Ты как маленькая, серенькая мышь
Неожиданно попавшая в капкан.
Только выручить тебя я не могу,
А советую смириться и терпеть.
Пусть и я свою мечту не сберегу,
Но с достоинством сумею умереть!
Твое платье, твое платье цвета беж,
Жемчуг крупный, камни — слезы-перезвон!
Берегись, быть может это не рубеж;
Берегись, быть может это… Рубикон!
Ты не каждую черту перешагнешь,
Ах, запуталась душа твоя в шелку!
За наряды свою гордость продаешь
И за жемчуг — полюбовную тоску…
Но бессильна твоя тонкая рука;
Посмотри-ка, мои пальцы словно сталь!
Я не знаю, почему ты мне близка,
Я не знаю, почему тебя мне жаль?
Этой ночью плачут звезды и цветы…
Потому что наша молодость, как сон…
Мы с тобою возле горестной черты.
Возле речки, чье названье — Ру-би-кон!
«Рубеж». 1929. № 19
САД САТАНЫ
У ворот сатанинского сада
Ядовитая никнет трава.
Заостренные колья ограды, —
И на каждом колу… голова.
И нигде никому не расскажут, —
Потому что никто никогда —
Сатанинского странного стража
Из живущих еще не видал.
Честным словом заверить не смею, —
Не поверит ни враг и ни друг:
Страж — с изящной головкой камеи, —
Многолапый огромный паук.
Сад чернее самой преисподней, —
Грешных душ золотая страна!
В ночь Голгофы печалью Господней
Проклят он, как и сам сатана…
Расцветают гигантские розы, —
Грешной кровью полны лепестки.
Словно туча, — над садом, угрозой, —
Тень от черной хозяйской руки.
Сладострастие огненных лилий
И бесстыдство чудовищных роз
Взмахом черных тяжелых воскрылий
Затхлый ветер из сада принес.
Меж корнями гниющего дуба,
Тело в круглые кольца свия,
Человечьи пунцовые губы
К поцелуям готовит змея.
Чей-то вскрик приглушенный и слабый…
Кто-то пал к сатанинским ногам…
Желтой лапой огромная жаба
Бьет Иуду по бледным щекам.
А в пруду — стоаршинные спруты
С хищной страстью прекраснейших лиц
Ласки ищут земной на минуту
У непуганых насмерть блудниц…
Там — камыш шелестящий и гибкий…
А цветы сатанинской страны
Расцветают от злобной улыбки
Властелина судеб — сатаны.
И кричит сатана гулким криком,
Зажигая над садом звезду:
«Я — мудрейший, великий в великом,
Ни к кому на поклон не пойду!
Ни цветистый Коран Магомета,
Ни блаженная мудрость Будды,
Ни рожденный в стенах Назарета —
Не потушат горящей звезды!»
А звезда над деревьями сада
Брызжет кровью, сверкает огнем!
У властителя черного ада
Черный сад, черный день, черный дом…
………………………………………………………………………..
В алый час наступленных страданий
Знаю, что в сатанинском саду
После долгих бездельных скитаний
Свою горькую пристань найду!..
«Рубеж». 1929. № 31
ДЖИОКОНДА
Поведай, неулыбчивая, кто ты?
Откуда ты, печальная, пришла?
Морщинка горечи, упорства и заботы
Между бровей сурово залегла…
Скажи, неразговорчивая, где ты
Искала то, что в жизни не найти?
А впереди как будто нет просвета,
А впереди — избитые пути…
Не скажешь ты!
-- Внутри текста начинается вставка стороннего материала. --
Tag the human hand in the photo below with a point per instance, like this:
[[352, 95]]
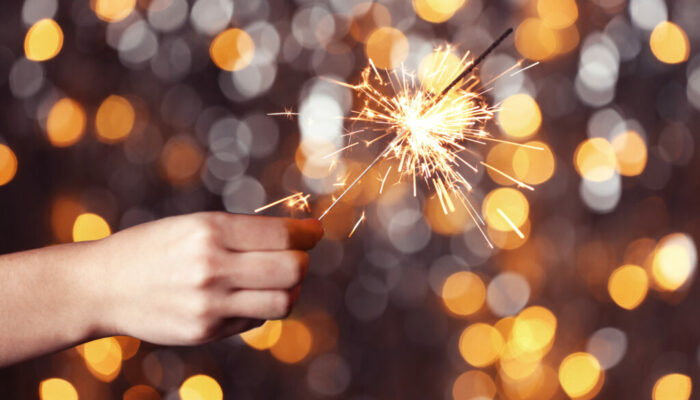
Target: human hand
[[195, 278]]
Я знаю, ты не скажешь!
А много накопилось горьких слов…
Ты мне в ответ не улыбнешься даже,
В твою печаль влюбиться я готов!
Твое молчанье сберегу я свято.
И я молчу. Но ты меня поймешь.
Во мне найдешь потерянного брата,
Не встреченного милого найдешь…
Ах, может быть, таких как ты, немало,
Ах, может быть, таких и вовсе нет?
Ты в жизни много радости теряла?
И вновь молчанье жуткое в ответ.
Спою тебе я песню удалую
О тех, кто жизнь любить не перестал!
Заплаканные очи поцелую,
И поцелую скорбные уста.
И я надеюсь, снова ты поверишь,
Что мы с тобой на свете не одни.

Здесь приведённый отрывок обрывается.